27 septembre 2008
Le gouvernement a annoncé le 28 mai ses premières orientations concernant la prise en charge de la dépendance et devrait déposer un projet de loi sur ce thème au début de l’année 2009. Le Sénat, dans un rapport d’étape rendu public le 8 juillet a apporté sa pierre à la construction de ce qui est considéré comme le « cinquième risque de protection sociale », il s’agit selon Philippe Marini, rapporteur, de « tester quelques idées ». S’il y a accord sur les objectifs – liberté de choix et droit universel –, des inquiétudes sérieuses se manifestent, tant sur le mode de financement, que sur la gouvernance de ce « cinquième risque ».
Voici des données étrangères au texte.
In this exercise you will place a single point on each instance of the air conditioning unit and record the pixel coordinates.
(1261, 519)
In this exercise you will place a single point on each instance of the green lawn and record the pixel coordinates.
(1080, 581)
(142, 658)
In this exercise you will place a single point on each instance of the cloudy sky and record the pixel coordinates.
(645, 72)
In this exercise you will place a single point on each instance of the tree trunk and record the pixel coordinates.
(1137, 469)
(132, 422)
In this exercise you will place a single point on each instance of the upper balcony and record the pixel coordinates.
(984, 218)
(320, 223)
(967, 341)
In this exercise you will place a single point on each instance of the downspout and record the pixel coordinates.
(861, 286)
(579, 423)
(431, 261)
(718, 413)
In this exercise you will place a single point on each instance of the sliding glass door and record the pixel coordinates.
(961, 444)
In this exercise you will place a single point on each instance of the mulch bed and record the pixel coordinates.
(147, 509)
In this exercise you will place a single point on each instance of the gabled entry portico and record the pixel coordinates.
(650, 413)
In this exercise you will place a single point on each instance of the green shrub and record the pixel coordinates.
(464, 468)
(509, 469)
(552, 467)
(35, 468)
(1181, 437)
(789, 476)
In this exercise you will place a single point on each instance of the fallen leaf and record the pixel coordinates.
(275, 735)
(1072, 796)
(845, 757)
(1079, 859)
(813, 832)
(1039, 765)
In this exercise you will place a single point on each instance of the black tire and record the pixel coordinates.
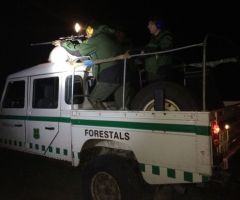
(177, 98)
(109, 177)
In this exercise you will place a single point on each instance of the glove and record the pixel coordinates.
(88, 63)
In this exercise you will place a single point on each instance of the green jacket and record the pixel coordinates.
(103, 44)
(159, 64)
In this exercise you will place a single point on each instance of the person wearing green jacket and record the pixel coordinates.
(101, 43)
(158, 66)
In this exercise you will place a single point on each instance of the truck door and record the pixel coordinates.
(44, 113)
(13, 114)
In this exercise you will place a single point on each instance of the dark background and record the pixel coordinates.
(25, 22)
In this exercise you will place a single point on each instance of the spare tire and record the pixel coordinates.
(177, 97)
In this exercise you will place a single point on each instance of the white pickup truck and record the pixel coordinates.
(165, 138)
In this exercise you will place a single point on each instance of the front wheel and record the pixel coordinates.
(108, 178)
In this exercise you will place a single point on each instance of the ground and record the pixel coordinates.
(30, 177)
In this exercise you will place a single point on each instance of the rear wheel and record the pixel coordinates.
(108, 177)
(177, 98)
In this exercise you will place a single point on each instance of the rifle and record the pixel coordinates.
(71, 38)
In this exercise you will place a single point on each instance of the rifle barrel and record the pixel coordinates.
(42, 43)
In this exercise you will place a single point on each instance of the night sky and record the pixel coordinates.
(26, 22)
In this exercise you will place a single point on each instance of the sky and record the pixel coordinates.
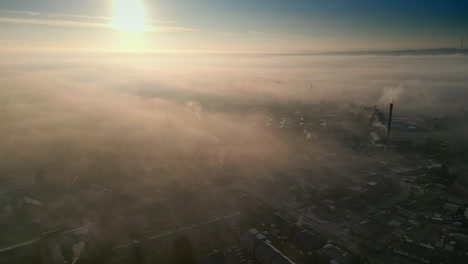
(241, 25)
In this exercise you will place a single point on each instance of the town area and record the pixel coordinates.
(347, 184)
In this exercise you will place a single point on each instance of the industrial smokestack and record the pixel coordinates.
(390, 116)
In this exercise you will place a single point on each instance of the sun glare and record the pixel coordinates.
(129, 15)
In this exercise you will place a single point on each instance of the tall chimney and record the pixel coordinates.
(390, 116)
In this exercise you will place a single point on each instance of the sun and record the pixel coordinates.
(129, 15)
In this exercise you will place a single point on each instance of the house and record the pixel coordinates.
(409, 249)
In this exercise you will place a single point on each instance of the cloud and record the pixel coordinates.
(164, 117)
(83, 21)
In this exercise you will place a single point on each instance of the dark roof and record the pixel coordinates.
(214, 258)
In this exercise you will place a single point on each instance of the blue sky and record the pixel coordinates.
(257, 25)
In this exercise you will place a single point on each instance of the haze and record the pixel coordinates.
(233, 132)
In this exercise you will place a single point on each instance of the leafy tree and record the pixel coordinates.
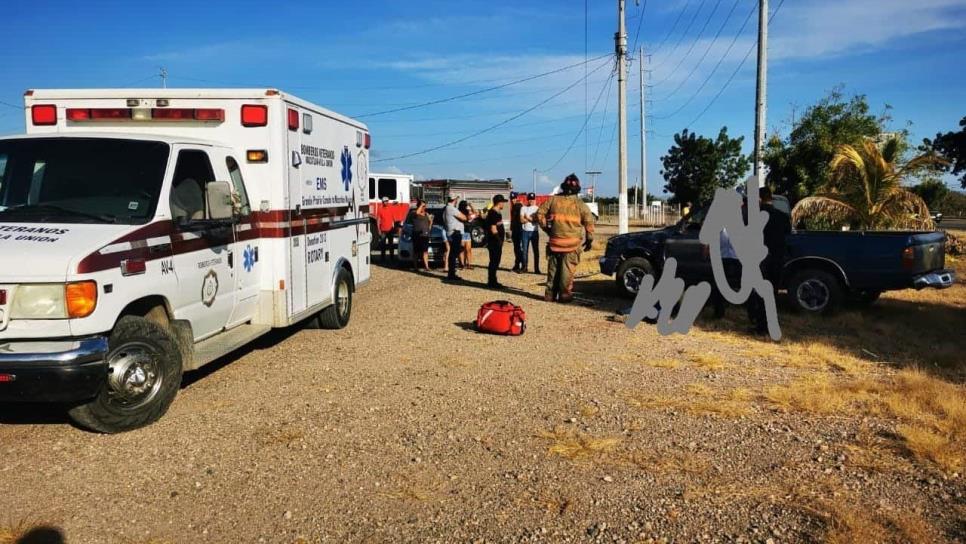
(952, 147)
(798, 165)
(695, 166)
(865, 190)
(932, 191)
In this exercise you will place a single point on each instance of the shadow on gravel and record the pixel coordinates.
(41, 535)
(33, 414)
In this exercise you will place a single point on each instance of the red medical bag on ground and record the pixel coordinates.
(501, 317)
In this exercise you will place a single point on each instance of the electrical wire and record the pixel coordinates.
(674, 26)
(691, 48)
(684, 33)
(713, 71)
(737, 69)
(480, 91)
(497, 125)
(583, 127)
(703, 56)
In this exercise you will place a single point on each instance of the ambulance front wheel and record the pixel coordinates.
(144, 375)
(337, 315)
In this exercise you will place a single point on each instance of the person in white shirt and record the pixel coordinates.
(530, 234)
(732, 269)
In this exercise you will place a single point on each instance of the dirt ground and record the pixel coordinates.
(408, 426)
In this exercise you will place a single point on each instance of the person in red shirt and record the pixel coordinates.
(387, 228)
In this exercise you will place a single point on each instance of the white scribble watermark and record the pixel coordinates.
(657, 302)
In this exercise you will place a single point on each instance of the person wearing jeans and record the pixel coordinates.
(529, 235)
(453, 221)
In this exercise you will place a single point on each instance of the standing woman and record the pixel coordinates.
(422, 225)
(466, 257)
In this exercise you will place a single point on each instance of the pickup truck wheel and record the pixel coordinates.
(337, 316)
(815, 292)
(144, 375)
(631, 273)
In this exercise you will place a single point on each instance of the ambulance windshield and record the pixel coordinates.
(80, 180)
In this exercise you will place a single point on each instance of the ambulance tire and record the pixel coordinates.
(337, 316)
(148, 355)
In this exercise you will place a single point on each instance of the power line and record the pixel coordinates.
(713, 71)
(600, 133)
(693, 43)
(737, 69)
(497, 125)
(583, 127)
(705, 55)
(684, 33)
(480, 91)
(674, 26)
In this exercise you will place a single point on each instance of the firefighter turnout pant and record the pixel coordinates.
(561, 268)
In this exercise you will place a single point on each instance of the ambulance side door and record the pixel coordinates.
(247, 267)
(203, 260)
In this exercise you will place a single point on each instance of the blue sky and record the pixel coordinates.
(358, 58)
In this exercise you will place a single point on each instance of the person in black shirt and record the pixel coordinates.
(422, 225)
(779, 226)
(495, 236)
(516, 232)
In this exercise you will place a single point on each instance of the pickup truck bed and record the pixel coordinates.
(822, 269)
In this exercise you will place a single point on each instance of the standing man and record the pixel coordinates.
(495, 238)
(453, 221)
(387, 227)
(568, 221)
(516, 231)
(530, 234)
(778, 227)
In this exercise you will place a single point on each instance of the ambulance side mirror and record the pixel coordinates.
(218, 195)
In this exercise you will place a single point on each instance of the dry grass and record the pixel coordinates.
(578, 446)
(931, 412)
(708, 361)
(675, 462)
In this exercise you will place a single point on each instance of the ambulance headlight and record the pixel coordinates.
(42, 301)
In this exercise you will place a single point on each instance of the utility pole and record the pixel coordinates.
(620, 40)
(643, 189)
(593, 183)
(761, 91)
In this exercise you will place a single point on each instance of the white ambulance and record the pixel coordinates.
(146, 232)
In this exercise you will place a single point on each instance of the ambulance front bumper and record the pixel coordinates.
(52, 370)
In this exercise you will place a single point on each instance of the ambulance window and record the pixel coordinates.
(187, 187)
(235, 172)
(387, 188)
(3, 170)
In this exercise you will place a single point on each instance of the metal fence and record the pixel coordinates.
(647, 216)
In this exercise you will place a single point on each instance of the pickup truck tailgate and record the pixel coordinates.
(927, 253)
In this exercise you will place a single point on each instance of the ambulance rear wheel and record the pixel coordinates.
(144, 375)
(337, 316)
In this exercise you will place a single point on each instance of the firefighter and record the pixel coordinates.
(570, 225)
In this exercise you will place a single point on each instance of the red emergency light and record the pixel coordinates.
(188, 114)
(44, 114)
(254, 115)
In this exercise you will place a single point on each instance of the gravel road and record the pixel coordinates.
(409, 426)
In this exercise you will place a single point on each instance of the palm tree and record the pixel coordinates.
(865, 190)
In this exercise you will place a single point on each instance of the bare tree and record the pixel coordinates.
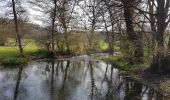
(132, 35)
(17, 28)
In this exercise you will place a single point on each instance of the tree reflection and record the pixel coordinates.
(52, 79)
(18, 83)
(133, 90)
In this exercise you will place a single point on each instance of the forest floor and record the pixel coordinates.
(141, 73)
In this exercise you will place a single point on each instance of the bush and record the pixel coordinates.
(14, 61)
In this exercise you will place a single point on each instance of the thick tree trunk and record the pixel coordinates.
(17, 30)
(53, 25)
(134, 38)
(160, 23)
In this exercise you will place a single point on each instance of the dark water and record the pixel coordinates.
(81, 78)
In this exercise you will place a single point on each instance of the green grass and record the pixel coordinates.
(13, 51)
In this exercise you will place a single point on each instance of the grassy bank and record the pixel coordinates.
(12, 51)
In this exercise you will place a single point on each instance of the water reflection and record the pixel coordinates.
(71, 80)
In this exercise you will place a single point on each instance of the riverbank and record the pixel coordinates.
(141, 73)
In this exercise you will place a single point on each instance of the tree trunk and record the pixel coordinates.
(16, 29)
(160, 23)
(134, 38)
(53, 25)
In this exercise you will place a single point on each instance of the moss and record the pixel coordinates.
(14, 62)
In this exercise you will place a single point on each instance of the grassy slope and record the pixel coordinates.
(12, 51)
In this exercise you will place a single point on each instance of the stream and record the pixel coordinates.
(77, 78)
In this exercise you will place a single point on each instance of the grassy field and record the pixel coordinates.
(13, 51)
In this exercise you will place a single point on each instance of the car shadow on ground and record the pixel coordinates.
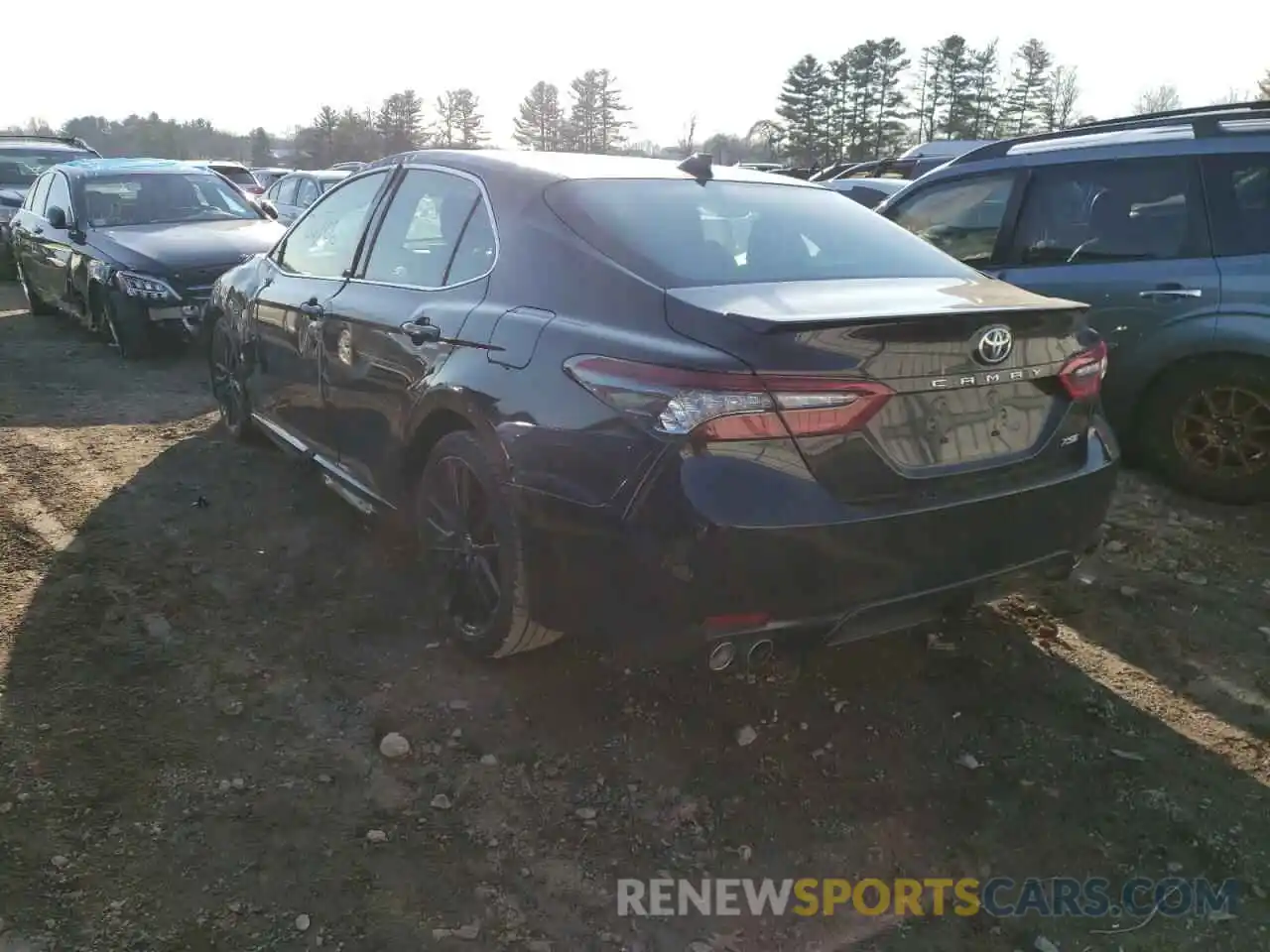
(54, 358)
(194, 699)
(1189, 599)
Pas de prélèvement obligatoire supplémentaire La prise en charge des personnes dépendantes devrait passer d’un point de PIB aujourd’hui à 1,5 en 2025 ; comment financer un tel effort s’interroge Xavier Bertrand ministre du Travail et de la Solidarité ? L’enjeu est de taille dans la mesure ou le gouvernement, comme le Sénat dans son rapport, excluent le recours à un prélèvement supplémentaire (CSG ou cotisation sur les salaires comme certains partenaires sociaux le réclament), c’est à prélèvements obligatoires constants qu’il faut selon eux raisonner.
Quel financement ? La prise en charge de la dépendance continuera à reposer sur un socle élevé de financement par la solidarité nationale, complétée par : – une meilleure répartition des financements de la protection sociale, ainsi le gouvernement préconise un redéploiement des hôpitaux vers les soins pour les personnes âgées et une contribution de la branche famille pour répondre à de nouvelles exigences de solidarité entre les générations. – concernant la prise en charge de la dépendance liée à l’âge, le gouvernement veut associer des financements publics et le développement du financement privé (assurances, mutuelles et institutions de prévoyance). Le risque dépendance lié à l’âge étant « prévisible », il est « assurable » le marché est ouvert ! – la prise en compte du patrimoine, le gouvernement souhaite que les personnes âgées qui disposent d’un patrimoine important (le seuil de déclenchement serait compris entre 150 000 et 200 000 euros au moins) soient placées, lorsqu’elles demandent l’Allocation personnalisée d’autonomie (APA) devant un choix clair : si elles acceptent de mettre en gage une partie de leur patrimoine, elles toucheront l’APA à taux plein et après le décès les conseils généraux récupèreront les dépenses engagées du vivant des personnes dans la limite de 20 000 euros, sinon, elles se contenteront de 50 % de l’allocation. « Pour la FSU, ces premières orientations sont inquiétantes, elles sous-estiment les besoins et visent à transférer sur les personnes ce qui devrait être couvert par la solidarité nationale. Elles ouvrent largement la porte aux produits financiers pour la plus grande satisfaction des assurances , mais au détriment de tous ceux qui n’ont pas les moyens de cette “liberté”. Elles augurent mal de l’ensemble des projets concernant la protection sociale, aujourd’hui menacée » (communiqué de la FSU, 30/05/2008).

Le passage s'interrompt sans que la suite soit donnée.